A mesure que les tumultes provoqués par Donald Trump se dissipent, l’attention devrait se recentrer sur les fondamentaux. L’environnement redevient ainsi propice à une lecture académique de la prime de risque – cet indicateur qui reflète le rendement exigé par les investisseurs au-delà du taux sans risque. Dans un contexte marqué par des taux d’intérêt durablement élevés, des valorisations tendues et un repli de la croissance des bénéfices anticipés, un constat s’impose: le potentiel haussier des actions américaines est mis à l’épreuve par l’érosion de la prime de risque.
Une rémunération du risque historiquement basse
Depuis la fin de la pandémie, la prime de risque sur le S&P 500 n’a cessé de se comprimer. Les investisseurs acceptent ainsi de payer toujours plus cher la croissance bénéficiaire des entreprises américaines, attirés par des profits supérieurs à ceux affichés dans d’autres régions. La pondération significative des «Magnificent 7», dont les bénéfices sont peu sensibles aux cycles économiques, confère à l’indice une meilleure visibilité sur les résultats futurs. Ni les tensions tarifaires, ni les doutes sur la soutenabilité de la dette américaine, et ni même le climat géopolitique incertain ne semblent infléchir cette dynamique.

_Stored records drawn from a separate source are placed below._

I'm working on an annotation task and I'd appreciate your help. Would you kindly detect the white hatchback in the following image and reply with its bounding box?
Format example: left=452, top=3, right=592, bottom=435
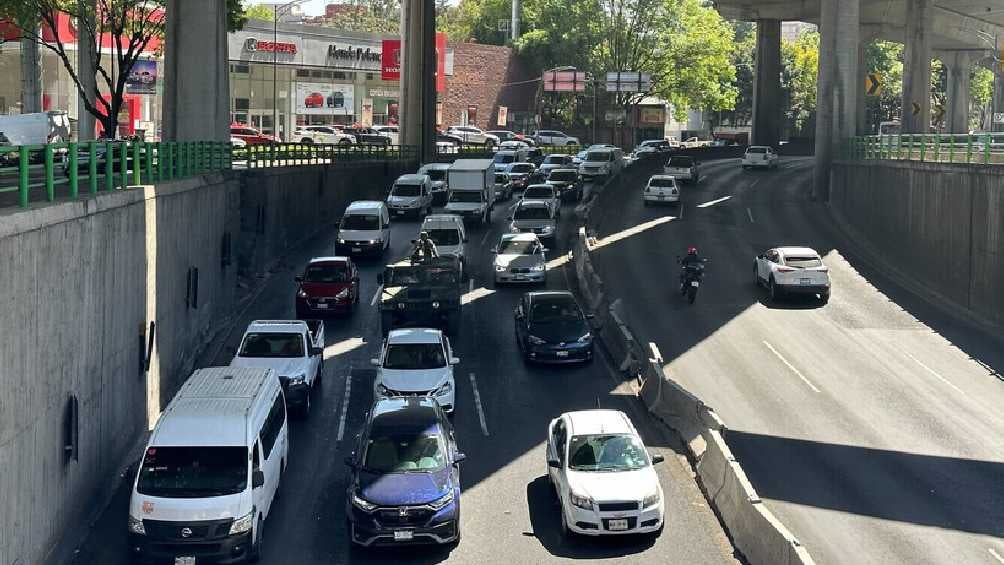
left=546, top=409, right=665, bottom=536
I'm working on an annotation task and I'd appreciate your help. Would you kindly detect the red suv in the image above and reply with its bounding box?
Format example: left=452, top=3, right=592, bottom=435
left=296, top=257, right=359, bottom=319
left=230, top=123, right=275, bottom=146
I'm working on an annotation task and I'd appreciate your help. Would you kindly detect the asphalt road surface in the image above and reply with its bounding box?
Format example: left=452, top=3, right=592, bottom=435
left=64, top=171, right=736, bottom=565
left=592, top=154, right=1004, bottom=565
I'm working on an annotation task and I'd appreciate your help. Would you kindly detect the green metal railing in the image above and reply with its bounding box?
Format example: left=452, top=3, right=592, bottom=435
left=841, top=133, right=1004, bottom=165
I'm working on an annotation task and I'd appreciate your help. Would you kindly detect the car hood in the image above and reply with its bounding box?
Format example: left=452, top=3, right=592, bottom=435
left=530, top=320, right=589, bottom=343
left=568, top=466, right=659, bottom=502
left=377, top=366, right=452, bottom=392
left=356, top=467, right=454, bottom=506
left=495, top=254, right=543, bottom=269
left=129, top=491, right=251, bottom=522
left=230, top=357, right=309, bottom=378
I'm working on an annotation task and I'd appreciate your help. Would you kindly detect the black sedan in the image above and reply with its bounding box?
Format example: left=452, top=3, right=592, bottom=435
left=514, top=292, right=592, bottom=363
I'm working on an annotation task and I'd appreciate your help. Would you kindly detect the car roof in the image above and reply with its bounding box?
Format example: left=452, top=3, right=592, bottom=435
left=561, top=409, right=637, bottom=436
left=387, top=327, right=443, bottom=344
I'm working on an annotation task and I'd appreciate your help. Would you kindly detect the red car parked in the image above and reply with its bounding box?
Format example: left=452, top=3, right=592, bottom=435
left=296, top=257, right=359, bottom=319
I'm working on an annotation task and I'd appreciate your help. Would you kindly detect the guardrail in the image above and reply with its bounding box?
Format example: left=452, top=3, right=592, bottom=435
left=841, top=133, right=1004, bottom=165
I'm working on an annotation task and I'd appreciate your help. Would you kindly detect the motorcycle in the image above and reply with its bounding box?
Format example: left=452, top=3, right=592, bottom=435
left=677, top=258, right=708, bottom=304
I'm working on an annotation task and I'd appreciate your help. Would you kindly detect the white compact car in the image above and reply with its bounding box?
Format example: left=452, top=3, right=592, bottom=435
left=753, top=247, right=829, bottom=304
left=492, top=234, right=547, bottom=284
left=642, top=175, right=680, bottom=206
left=743, top=146, right=778, bottom=169
left=546, top=409, right=665, bottom=536
left=370, top=328, right=460, bottom=413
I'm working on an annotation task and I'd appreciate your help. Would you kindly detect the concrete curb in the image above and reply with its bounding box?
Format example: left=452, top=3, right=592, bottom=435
left=572, top=172, right=814, bottom=565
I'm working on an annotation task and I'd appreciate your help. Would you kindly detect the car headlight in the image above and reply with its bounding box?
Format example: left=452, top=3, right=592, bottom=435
left=352, top=493, right=377, bottom=512
left=230, top=510, right=254, bottom=536
left=129, top=514, right=147, bottom=536
left=568, top=491, right=592, bottom=510
left=433, top=380, right=453, bottom=396
left=429, top=489, right=456, bottom=511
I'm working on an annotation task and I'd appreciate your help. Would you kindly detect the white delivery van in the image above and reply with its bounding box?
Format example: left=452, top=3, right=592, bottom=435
left=128, top=367, right=289, bottom=563
left=446, top=159, right=495, bottom=224
left=334, top=200, right=391, bottom=255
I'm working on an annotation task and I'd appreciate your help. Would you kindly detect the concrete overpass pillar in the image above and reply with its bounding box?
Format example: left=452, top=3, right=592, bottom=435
left=401, top=0, right=436, bottom=163
left=902, top=0, right=932, bottom=133
left=812, top=0, right=860, bottom=200
left=752, top=20, right=781, bottom=148
left=942, top=51, right=974, bottom=133
left=162, top=0, right=230, bottom=142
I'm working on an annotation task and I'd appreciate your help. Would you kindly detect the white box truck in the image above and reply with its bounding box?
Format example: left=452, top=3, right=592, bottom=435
left=446, top=159, right=495, bottom=224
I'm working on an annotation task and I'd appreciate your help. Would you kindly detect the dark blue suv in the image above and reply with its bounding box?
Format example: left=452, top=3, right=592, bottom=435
left=345, top=396, right=466, bottom=546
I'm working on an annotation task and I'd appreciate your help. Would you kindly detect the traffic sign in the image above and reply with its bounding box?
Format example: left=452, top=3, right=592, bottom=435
left=864, top=72, right=882, bottom=96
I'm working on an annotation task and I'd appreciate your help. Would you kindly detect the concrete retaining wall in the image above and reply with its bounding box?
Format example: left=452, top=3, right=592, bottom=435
left=830, top=162, right=1004, bottom=326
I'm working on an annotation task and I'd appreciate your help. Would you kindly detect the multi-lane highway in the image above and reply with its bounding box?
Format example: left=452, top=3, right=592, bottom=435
left=64, top=169, right=735, bottom=565
left=593, top=159, right=1004, bottom=565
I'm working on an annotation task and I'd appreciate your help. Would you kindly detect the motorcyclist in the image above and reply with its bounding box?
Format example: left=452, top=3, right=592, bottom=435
left=412, top=232, right=439, bottom=260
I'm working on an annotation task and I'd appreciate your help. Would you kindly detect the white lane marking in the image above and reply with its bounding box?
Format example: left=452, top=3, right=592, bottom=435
left=336, top=367, right=352, bottom=442
left=903, top=351, right=963, bottom=395
left=763, top=341, right=819, bottom=392
left=697, top=196, right=732, bottom=208
left=469, top=372, right=488, bottom=438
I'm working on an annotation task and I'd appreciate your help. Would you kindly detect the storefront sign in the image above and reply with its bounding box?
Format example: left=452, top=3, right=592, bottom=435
left=244, top=37, right=296, bottom=55
left=293, top=82, right=355, bottom=115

Pourtant, une analyse attentive révèle qu’une prime de risque historiquement basse, dans un contexte de taux d’intérêt élevés, pourrait jeter une ombre sur la poursuite du rallye du S&P 500.
La conjonction entre la contraction de la prime de risque et le recul de la croissance des bénéfices suggère un potentiel de hausse limité sur les actions, malgré la confiance affichée des investisseurs.
Des valorisations en décalage avec la trajectoire bénéficiaire attendue
Durant cette même période, le ratio cours/bénéfices (P/E) du marché américain s’est continuellement apprécié, pour atteindre désormais 21,5 fois les bénéfices. Depuis peu, la politique de Donald Trump a fragilisé la dynamique bénéficiaire des entreprises américaines tout en alimentant les anticipations d’inflation. La machine à profits «made in USA» montre des signes d’essoufflement, comme en témoignent les bénéfices attendus, qui sont passés de 14% en 2024 à 12% début 2025, puis ont été révisés en mai à 9%. Selon notre calibration, le rapport profits/valorisations s’est détérioré au regard du taux à 10 ans, qui a atteint 4,5% début juin.
Retour à une allocation d’actifs diversifiée
La conjonction entre la contraction de la prime de risque et le recul de la croissance des bénéfices suggère un potentiel de hausse limité sur les actions, malgré la confiance affichée des investisseurs. Ceux-ci parient en effet sur la stabilité économique des Etats-Unis et sur un assouplissement monétaire à venir. Pour que le rallye perdure, une bonne nouvelle sur l’une des déterminantes de la prime de risque – à savoir les résultats des sociétés ou les taux d’intérêt – sera nécessaire. A l’inverse, une déception du côté des résultats pourrait rapidement déstabiliser la tendance haussière sur les actions.
Selon cette lecture du marché, nous revenons à une allocation diversifiée articulée autour des classes d’actifs rémunératrices et également susceptibles d’absorber les éventuels chocs. L’attractivité des actions sera conditionnée par la capacité des entreprises à générer des profits et à restaurer une prime de risque attrayante.